# Deep fried Sand fleas????



## timekiller

A buddy of mine said some told him that deep fried sand fleas were tasty. Sounds like some Anthony Bourdain crap to me, but I've always said don't knock it 'til you try it. So, anybody ever heard of this or had any themselves?


----------



## User6882

I've heard from many many people that fried sand fleas are a delicacy in several places.


----------



## jjam

I believe Badazzchef has a recipe andprepared some for fellow Pffer's last [email protected] Hot Spots Bait & Tackle...If he does this again this year I'll be sure to give them a try...

Jimmy


----------



## Travis Gill

Ive tried them and I didnt think they were that good. They are not awful but I wouldnt eat them again. However, I know some people who enjoy eating them


----------



## Ithaca37

I have tried a lot of recipes from this forum but I don't think I could stomach eating a sand flea.


----------



## sealark

Be careful, I can see it now 1 inch minimum24 limit per person on Florida Sand fleas closed season April 1st - June 30th. This regulation is being put into place because of over eating.:banghead:banghead:doh


----------



## WW2

> *sealark (3/29/2010)*Be careful, I can see it now 1 inch minimum24 limit per person on Florida Sand fleas closed season April 1st - June 30th. This regulation is being put into place because of over eating.:banghead:banghead:doh






ROFL, I think you might be right. Or worse they could end up on the endangered species list and no one will be able to walk along the water for fear of crushing the rare sand flea.


----------



## Brandy

Bizzare foods guy ate some on the show. He called them something else. They got them right out of the sand and fried them up.


----------



## Chris V

I don't see myself in the future saying "Man, I'm hungry", driving to the beach and raking up fleas to eat. I have no doubt they are good to some but I'll stick to whatever it is I normally eat.


----------



## Fiver

If it's deep fried, is it going to taste something like soft shell crab? ...because I like soft shelled crab. I like to try food from different cultures, but I'm not sure about this one.


----------



## pappastratos

Gee, it is just a shell with legs !! 

Let me tell you something funny, my son calls shrimp the "*Cricket of the sea*" !!


----------



## JointVenture

> *tunapopper (3/29/2010)*I don't see myself in the future saying "Man, I'm hungry", driving to the beach and raking up fleas to eat. I have no doubt they are good to some but I'll stick to whatever it is I normally eat.

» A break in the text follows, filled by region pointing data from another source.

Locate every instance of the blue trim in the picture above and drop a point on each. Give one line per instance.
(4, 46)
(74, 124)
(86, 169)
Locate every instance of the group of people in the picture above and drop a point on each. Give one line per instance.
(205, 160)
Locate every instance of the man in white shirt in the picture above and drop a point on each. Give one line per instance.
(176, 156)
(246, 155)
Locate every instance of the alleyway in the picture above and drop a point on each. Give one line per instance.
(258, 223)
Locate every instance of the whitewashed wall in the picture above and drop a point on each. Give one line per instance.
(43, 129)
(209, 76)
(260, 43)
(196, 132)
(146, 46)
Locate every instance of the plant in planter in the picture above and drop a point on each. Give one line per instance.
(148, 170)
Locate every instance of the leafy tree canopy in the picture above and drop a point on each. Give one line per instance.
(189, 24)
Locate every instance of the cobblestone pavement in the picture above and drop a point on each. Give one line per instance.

+2....I doubt I could get past the thought of it being a sandflea. Maybe on "Survivor"....ha


----------



## badazzchef

We did indeed fry some up at Hot Spots and they were awesome. We had them alive and marinated them in fresh coconut milk and lime bud light beer...fried em up nice and they tasted like sofshell and buttered popcorn. I enjoyed them alot. We will do some on April 17th at Jim t's


----------



## OBsession

Now I KNOW some of you guys have eaten worse than sand fleas.... I'll try it the next time I have some extra and let you know.


----------



## BlackJeep

If it's been done, its on YouTube.


----------



## Baitcaster

"Too bad, 'cause now we fry them"

well chosen words if I do say so myself !


----------



## sniper

I think Lobster look like roaches, especialy the shovelnose, but they taste like heaven. I would try it.


----------



## nimrod777

"I mean it!"
ROFL


----------



## Mullet Master

Hard to believe the Bizarre Food Dude. He thought yellow roe was disgusting!


----------



## SHunter

I think that I agree with from the mouth of babes. Yuk!


----------



## JonnyT

I'll trade all my sandfleas for pompano.


----------



## navkingfisher

It's the other white meat; basil, thyme, cilantro, lime, and of course ...onion, garlic, and butter. And dont over cook them or they will be "chewey".


----------



## SaltAddict

I have cooked them several times and they are great. The small ones are much better than the larger fleas. I make an egg wash (egg, milk, beer) season flour with salt, pepper, garlic (powder). Egg wash, bread, fry! I make a citrus cocktail sauce fer dippin'!


----------



## Catchin Hell

LOL... This thead just won't die. It catches my attention everytime I see it in the recent posts column. I've never read it though as I assumed it was similar to a summer snipe hunt. The reason I would think such a thing is fleas manage to kill themselves because they pee soooo much that they end up drowing in their own pee. I sure hope those girls :tooth:. Yuck!


----------



## OBsession

taste like chicken


----------



## Wild Girl

LMAO....ain't that the truth!!!!!


----------



## keperry1182

ive tried it, tear off the legs and poach in boiling water for 15-20 seconds, batter um up and deep fry um. they are ok, not something i'd go for all the time but they're all right. Some of them were pretty bitter. Don't know why to poach them, just how i was told to do it.


----------



## captjeffelder

Never even thought of the concept of eating sandfleas, come on guys we are fisherman cant we figure out something else to eat than bait...lol just kidding I have ate stranger thing and have been suprised. Dont think I will be trying this one though


----------



## Boatjob1

captjeffelder said:


> Never even thought of the concept of eating sandfleas, come on guys we are fisherman cant we figure out something else to eat than bait...lol just kidding I have ate stranger thing and have been suprised. Dont think I will be trying this one though


The whole time I lived in New Orleans they all used to call me a "Bait Eater" because I ate mullet. Can't wait to tell them about this...........


----------